There is no way to carry out definitive studies on fetal toxicity and identify any mutagenic or epigenetic effects. It is not possible to assess the NOAEL (No Observed Adverse Effect Level) in a fetus. In the situation with PAH UV filters, the BRA equation has only risk to the fetus and no intended benefit. Mineral UV and new insoluble particle type filters can reach the high levels of UVA protection required to prevent skin cancer and photoaging. The future is promising . Properly applied sunscreen can protect the repair p53 and inhibit the cellular basis of all three forms of skin cancer in a landmark Australian study (Hacker et al). The sunscreen likely had at best a modest UVA-PF level and reinforces other studies that modest UVA-PF levels effectively prevented UVR mediated damage. Imagine the possibilities using a modern sunscreen with spectral homeostasis. The uniform reduction of UVB and UVA or “spectral homeostasis" shielding, attenuates the natural spectrum of sunlight without altering its quality, similar to the protection afforded by neutral density filters like densely woven textiles or indoor shade as suggested by Diffey in 1991. This is only possible with efficient UVA filters like zinc oxide, and other synthetic insoluble UVA filters.

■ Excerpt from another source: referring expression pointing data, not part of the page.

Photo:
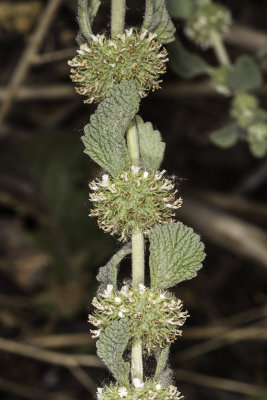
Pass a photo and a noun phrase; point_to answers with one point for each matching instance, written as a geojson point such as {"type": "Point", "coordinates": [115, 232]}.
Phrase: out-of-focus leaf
{"type": "Point", "coordinates": [157, 20]}
{"type": "Point", "coordinates": [245, 75]}
{"type": "Point", "coordinates": [87, 10]}
{"type": "Point", "coordinates": [184, 63]}
{"type": "Point", "coordinates": [180, 8]}
{"type": "Point", "coordinates": [226, 136]}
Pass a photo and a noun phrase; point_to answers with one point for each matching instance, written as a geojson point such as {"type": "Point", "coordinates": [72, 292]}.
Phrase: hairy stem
{"type": "Point", "coordinates": [220, 49]}
{"type": "Point", "coordinates": [117, 17]}
{"type": "Point", "coordinates": [138, 255]}
{"type": "Point", "coordinates": [133, 144]}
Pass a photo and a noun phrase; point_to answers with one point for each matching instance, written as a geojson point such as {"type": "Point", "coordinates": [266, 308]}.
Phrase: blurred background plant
{"type": "Point", "coordinates": [50, 251]}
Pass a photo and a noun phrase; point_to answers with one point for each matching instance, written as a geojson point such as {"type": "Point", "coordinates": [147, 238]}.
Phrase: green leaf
{"type": "Point", "coordinates": [111, 346]}
{"type": "Point", "coordinates": [104, 137]}
{"type": "Point", "coordinates": [176, 254]}
{"type": "Point", "coordinates": [245, 75]}
{"type": "Point", "coordinates": [108, 273]}
{"type": "Point", "coordinates": [184, 63]}
{"type": "Point", "coordinates": [226, 136]}
{"type": "Point", "coordinates": [180, 8]}
{"type": "Point", "coordinates": [87, 10]}
{"type": "Point", "coordinates": [151, 146]}
{"type": "Point", "coordinates": [157, 20]}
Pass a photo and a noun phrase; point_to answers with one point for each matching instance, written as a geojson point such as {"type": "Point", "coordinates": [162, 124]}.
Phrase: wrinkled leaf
{"type": "Point", "coordinates": [87, 10]}
{"type": "Point", "coordinates": [157, 20]}
{"type": "Point", "coordinates": [111, 346]}
{"type": "Point", "coordinates": [104, 137]}
{"type": "Point", "coordinates": [184, 63]}
{"type": "Point", "coordinates": [151, 146]}
{"type": "Point", "coordinates": [180, 8]}
{"type": "Point", "coordinates": [108, 273]}
{"type": "Point", "coordinates": [245, 75]}
{"type": "Point", "coordinates": [176, 254]}
{"type": "Point", "coordinates": [226, 136]}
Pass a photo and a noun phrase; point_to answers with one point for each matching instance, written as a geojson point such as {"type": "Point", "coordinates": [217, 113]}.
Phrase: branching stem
{"type": "Point", "coordinates": [117, 17]}
{"type": "Point", "coordinates": [138, 262]}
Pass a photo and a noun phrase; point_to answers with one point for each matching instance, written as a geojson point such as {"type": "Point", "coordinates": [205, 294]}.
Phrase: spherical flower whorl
{"type": "Point", "coordinates": [104, 62]}
{"type": "Point", "coordinates": [156, 317]}
{"type": "Point", "coordinates": [133, 200]}
{"type": "Point", "coordinates": [208, 19]}
{"type": "Point", "coordinates": [244, 109]}
{"type": "Point", "coordinates": [149, 390]}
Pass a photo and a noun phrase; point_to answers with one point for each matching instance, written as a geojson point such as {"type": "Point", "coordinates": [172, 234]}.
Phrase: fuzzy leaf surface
{"type": "Point", "coordinates": [184, 63]}
{"type": "Point", "coordinates": [104, 137]}
{"type": "Point", "coordinates": [111, 346]}
{"type": "Point", "coordinates": [246, 75]}
{"type": "Point", "coordinates": [87, 10]}
{"type": "Point", "coordinates": [151, 146]}
{"type": "Point", "coordinates": [108, 273]}
{"type": "Point", "coordinates": [176, 254]}
{"type": "Point", "coordinates": [226, 136]}
{"type": "Point", "coordinates": [157, 20]}
{"type": "Point", "coordinates": [180, 8]}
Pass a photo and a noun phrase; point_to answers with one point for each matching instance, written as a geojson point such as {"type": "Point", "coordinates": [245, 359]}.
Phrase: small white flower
{"type": "Point", "coordinates": [117, 300]}
{"type": "Point", "coordinates": [95, 38]}
{"type": "Point", "coordinates": [143, 34]}
{"type": "Point", "coordinates": [107, 291]}
{"type": "Point", "coordinates": [122, 392]}
{"type": "Point", "coordinates": [99, 393]}
{"type": "Point", "coordinates": [142, 288]}
{"type": "Point", "coordinates": [138, 384]}
{"type": "Point", "coordinates": [95, 333]}
{"type": "Point", "coordinates": [129, 32]}
{"type": "Point", "coordinates": [124, 290]}
{"type": "Point", "coordinates": [135, 169]}
{"type": "Point", "coordinates": [145, 174]}
{"type": "Point", "coordinates": [105, 179]}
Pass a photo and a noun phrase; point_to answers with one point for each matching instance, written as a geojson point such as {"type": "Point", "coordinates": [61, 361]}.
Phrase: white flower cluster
{"type": "Point", "coordinates": [135, 199]}
{"type": "Point", "coordinates": [154, 316]}
{"type": "Point", "coordinates": [138, 391]}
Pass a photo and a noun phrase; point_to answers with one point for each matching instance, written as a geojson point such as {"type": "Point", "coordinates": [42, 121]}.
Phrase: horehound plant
{"type": "Point", "coordinates": [206, 23]}
{"type": "Point", "coordinates": [133, 200]}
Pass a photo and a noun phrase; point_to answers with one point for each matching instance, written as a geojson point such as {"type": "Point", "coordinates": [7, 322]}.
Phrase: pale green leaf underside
{"type": "Point", "coordinates": [104, 137]}
{"type": "Point", "coordinates": [157, 20]}
{"type": "Point", "coordinates": [150, 143]}
{"type": "Point", "coordinates": [226, 136]}
{"type": "Point", "coordinates": [176, 254]}
{"type": "Point", "coordinates": [108, 273]}
{"type": "Point", "coordinates": [246, 75]}
{"type": "Point", "coordinates": [111, 346]}
{"type": "Point", "coordinates": [87, 10]}
{"type": "Point", "coordinates": [184, 63]}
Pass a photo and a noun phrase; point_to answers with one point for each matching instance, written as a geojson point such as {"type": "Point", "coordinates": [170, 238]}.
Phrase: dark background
{"type": "Point", "coordinates": [50, 250]}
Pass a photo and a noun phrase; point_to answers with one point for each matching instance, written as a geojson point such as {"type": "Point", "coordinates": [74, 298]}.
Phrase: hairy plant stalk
{"type": "Point", "coordinates": [220, 49]}
{"type": "Point", "coordinates": [117, 17]}
{"type": "Point", "coordinates": [138, 261]}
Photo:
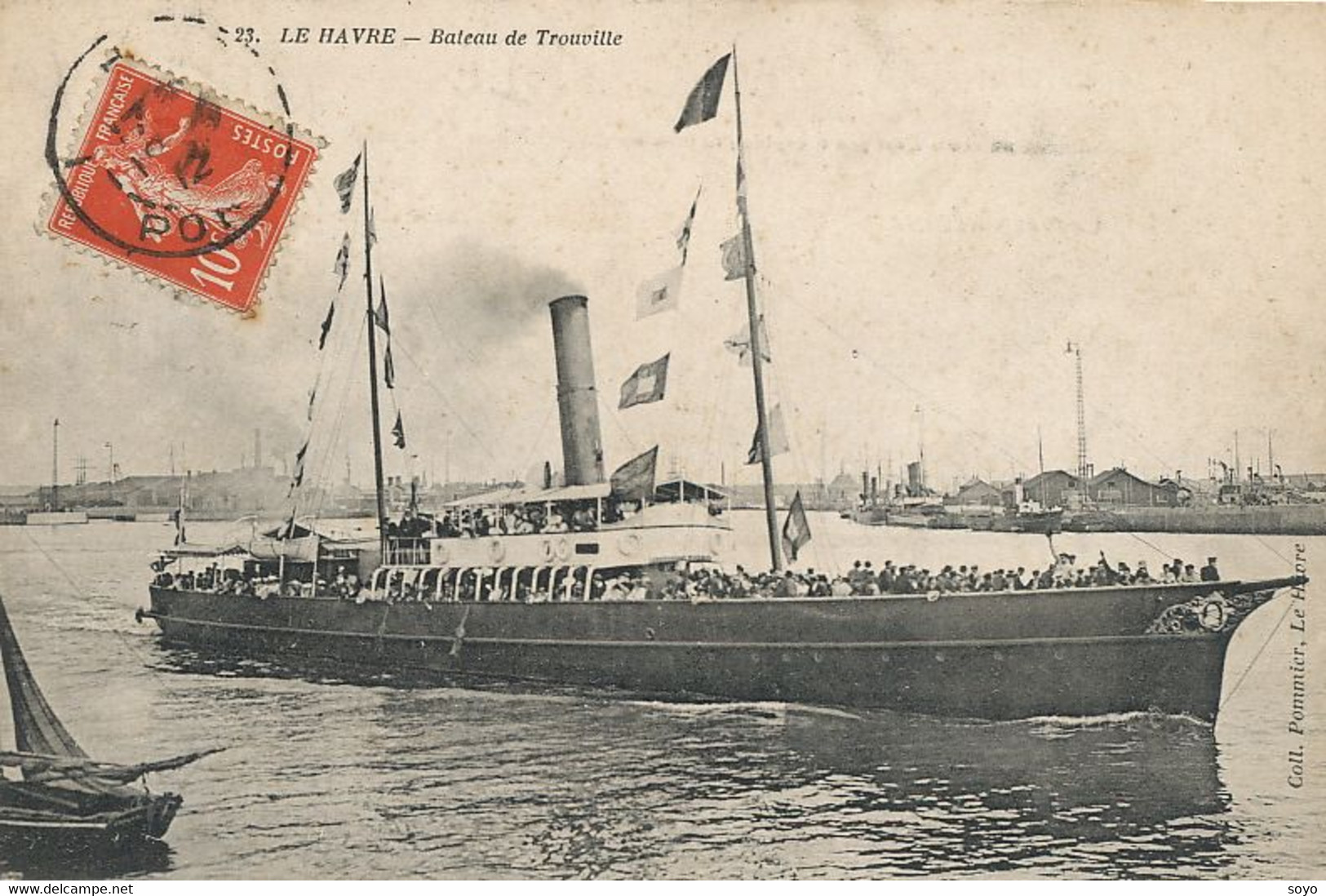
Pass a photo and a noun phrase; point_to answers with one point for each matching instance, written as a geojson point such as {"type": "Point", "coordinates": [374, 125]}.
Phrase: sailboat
{"type": "Point", "coordinates": [592, 583]}
{"type": "Point", "coordinates": [65, 800]}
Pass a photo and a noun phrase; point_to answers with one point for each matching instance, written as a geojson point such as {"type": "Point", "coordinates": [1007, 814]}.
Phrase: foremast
{"type": "Point", "coordinates": [757, 348]}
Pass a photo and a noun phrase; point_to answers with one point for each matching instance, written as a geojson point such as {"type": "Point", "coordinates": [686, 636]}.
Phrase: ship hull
{"type": "Point", "coordinates": [1012, 655]}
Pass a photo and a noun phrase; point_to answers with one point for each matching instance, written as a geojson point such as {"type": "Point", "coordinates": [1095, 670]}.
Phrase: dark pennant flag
{"type": "Point", "coordinates": [703, 102]}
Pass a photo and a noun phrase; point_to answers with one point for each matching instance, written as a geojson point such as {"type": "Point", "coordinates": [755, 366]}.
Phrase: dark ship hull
{"type": "Point", "coordinates": [1011, 655]}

Consumers want aesthetic products that spread well. Some mineral products are now transparent and a Former First lady with colored skin apparently uses a 25% pure zinc oxide sunscreen. With education consumers , especially prudent parents, will choose effective sunscreens with little or no risk to humans, coral, marine organisms and the environment in general. If the UV filter is insoluble, of large molecular weight above 500 G/mol or Daltons, it will not permeate human skin and more likely than not to be safe for coral and the marine ecosystem. Safe for humans - safe for coral.